Analysis of the stress wave effect during coal breakage by a high-pressure abrasive air jet

Abstract

In view of the defects of borehole collapse, inhibition of gas desorption and migration of gas existing in hydraulic fracturing and other hydraulic permeability–increasing measures for soft coal seams with low-permeability technology is proposed for coal breakage by a high-pressure abrasive gas jet for relieving pressure and increasing permeability. The comparative analysis of gas jet flow field structure between convergent nozzle and Laval nozzle has been given by numerical simulation. For Laval nozzle, the expansion wave and compression wave alternate and move forward steadily in gas jet and vanish when potential core length reaches maximum. So, the Laval nozzle can form more stable flow filed structure of gas jet and avoid shock wave in gas jet. Furthermore, a high-speed camera is adopted to analyze the jet structure and verify the conclusion of numerical simulation. Based on thermodynamic theory, this article calculates and analyzes the critical local sound velocity and pressure generated from the stress wave during the process of coal breakage by the gas jet.
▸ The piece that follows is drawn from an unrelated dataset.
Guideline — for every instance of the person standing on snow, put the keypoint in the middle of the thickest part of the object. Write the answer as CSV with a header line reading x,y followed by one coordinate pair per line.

Furthermore, experimental coal breakage by a high-pressure abrasive gas jet is carried out. The high-pressure abrasive gas jet impacts the coal body as a quasi-static load and a dynamic load and forms corrosion pits on the surface of the coal body. Penetrating cracks are formed within the coal in the pattern of the loaded stress wave which leads to coal breakage. The effects of porosity and permeability on the propagation of the stress wave in coal are analyzed by establishing the dispersion equation for the spread of the stress wave in coal. The results show that porosity has a significant effect on wave velocity and that the attenuation of the stress wave is intensified with an increase in porosity. Moreover, the stress wave attenuation is more obvious at high frequency. The effect of permeability on the wave velocity is not significant at low frequencies. In contrast, at high frequency and relatively low permeability, the wave velocity increases with the permeability, and the attenuation of the wave velocity initially increases and then decreases. When the permeability is greater than 10−11 m2, the wave velocity is not affected by the permeability. However, the stress wave is not attenuated.